Hampered by a derivative, cliche-ridden screenplay, Jan De Bont’s “Speed 2: Cruise Control,” the water-bound sequel to his 1995 smash hit, is a serviceable summer action-thriller that takes too long to deliver its anticipated goods. Sandra Bullock, who toplined “Speed” as the attractive bus driver, and Jason Patric, who replaces Keanu Reeves in the male lead, are more animated here than in previous screen roles, but not enough to give the film the drive it needs to match the excitement level of the original pic. Fox release should have a strong opening, but lukewarm word of mouth and tough competition from the summer’s top guns will prevent this popcorn movie from reaching the spectacular success of its predecessor.
Combining elements of numerous action-thrillers, most notably the Steven Seagal vehicle “Under Siege,” and two films on which helmer De Bont served as cinematographer (“Die Hard” and “The Hunt for Red October”), “Speed 2” suffers from a slender script, a tedious first reel and a routine villain who lacks the entertaining menace that “Speed’s” diabolical madman projected.
The opening sequence, which introduces the two romantic leads as they go about their business, is quite promising. Taking her driving test, the vehicularly challenged Annie Porter (Bullock) proves to be a chatty and clumsy driver, exasperating her hapless examiner (Tim Conway). At the same time, boyfriend Alex Shaw (Patric) is on his motorcycle, chasing down a truck loaded with stolen computers; unbeknownst to her, he is a member of an elite SWAT unit.
In an effort to establish a link to “Speed,” Annie is presented as a woman whose big problem is her inability to maintain a decent relationship. Still hurt by her breakup with Jack (Reeves), she believes that “relationships based on extreme circumstances never work.” Indeed, it takes some subtle maneuvering on the part of Alex — and a pair of tickets for a Caribbean cruise — to pacify Annie. This reel, in which the lovers bicker and reconcile in the manner of screwball comedy, is rather slow and not well performed; neither thesp is particularly adept at light romantic banter.
Yarn picks up some momentum once Annie and Alex get aboard the “world’s most luxurious” cruise liner and secondary characters are thrown into the mix. It’s hard not to notice the “correct” thinking that went into determining the passengers’ demographics. The novelty here may be in assigning large-size Debbie (Colleen Camp) and Harvey (Michael G. Hagerty), a couple who share an extraordinary passion for food, more substantial parts than is the norm.
There’s also Drew (Christine Firkins), a hearing-impaired girl with an adolescent crush on Alex. Drew’s dramatic purpose is to be offended by her insensitive dad so that she can run away — and get trapped in an elevator in the midst of the crisis. And the ship’s crew displays multicultural flavor, including Capt. Pollard (Scandinavian Bo Svenson), officer Juliano (New Zealander Temuera Morrison) and navigator Merced (Scottish Brian McCardie).

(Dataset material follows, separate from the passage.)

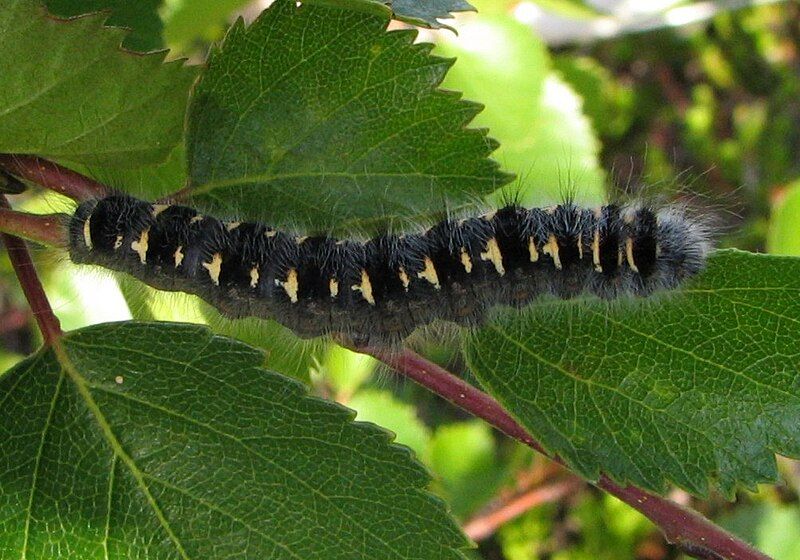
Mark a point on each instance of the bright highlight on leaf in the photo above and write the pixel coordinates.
(319, 114)
(70, 92)
(155, 440)
(700, 388)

While the central couple and the other vacationers enjoy an evening ball, during which lounge singer Sheri Silver (Tamia) entertains, John Geiger (Willem Dafoe), a mad computer mastermind, orchestrates a nasty takeover. The motivation for his destructive act is explained in a series of hit-and-miss confrontations (and phone conversations) with Annie and Alex. It turns out Geiger is a disgruntled genius, an employee who was laid off because of his terminal illness.

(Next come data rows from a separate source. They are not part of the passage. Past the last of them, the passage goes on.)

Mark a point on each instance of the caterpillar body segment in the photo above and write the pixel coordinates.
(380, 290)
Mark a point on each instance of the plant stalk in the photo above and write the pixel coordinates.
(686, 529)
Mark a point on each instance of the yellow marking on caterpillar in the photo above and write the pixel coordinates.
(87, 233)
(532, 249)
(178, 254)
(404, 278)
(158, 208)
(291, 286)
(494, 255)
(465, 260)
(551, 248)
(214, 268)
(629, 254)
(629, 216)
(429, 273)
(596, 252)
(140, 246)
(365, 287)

Lacking the manipulative structure of “Speed,” which shrewdly interspersed rousing set pieces throughout the story, “Speed 2” is vastly uneven, trying in its second hour to recoup energy and compensate the audience for all the exposition of the initial reels. Most of the thrilling action scenes occur in the last 40 minutes, including a well-executed evacuation of trapped passengers and a number of chases aboard the cruiser involving courageous Annie and Alex and sociopath Geiger.
The lengthy climax, in which a concerted, almost desperate effort is made to flood and slow down the liner so that it won’t crash into another ship, and the sequence in which the ship heads toward St. Martin, wrecking everything in its way (water skiers, sailing boats, offices, restaurants), are smoothly engineered by helmer De Bont and lenser Jack Green. Using a speedboat and a helicopter, the final hunt is fast-paced, offering the kind of jolt audiences will eagerly embrace.
Early on, teenage Drew asks Alex if he and Annie are siblings, a question that highlights a further problem of the movie: Bullock and Patric don’t generate much heat in their romantic scenes. And it’s doubtful that any actor would have been credible as the standard-issue villain, but with his eye-rolling, giggling and other mannerisms, Dafoe makes his role even less intriguing than it must have been on the page.
Tech credits and special effects are proficient, though not as impressive as those of “Speed.”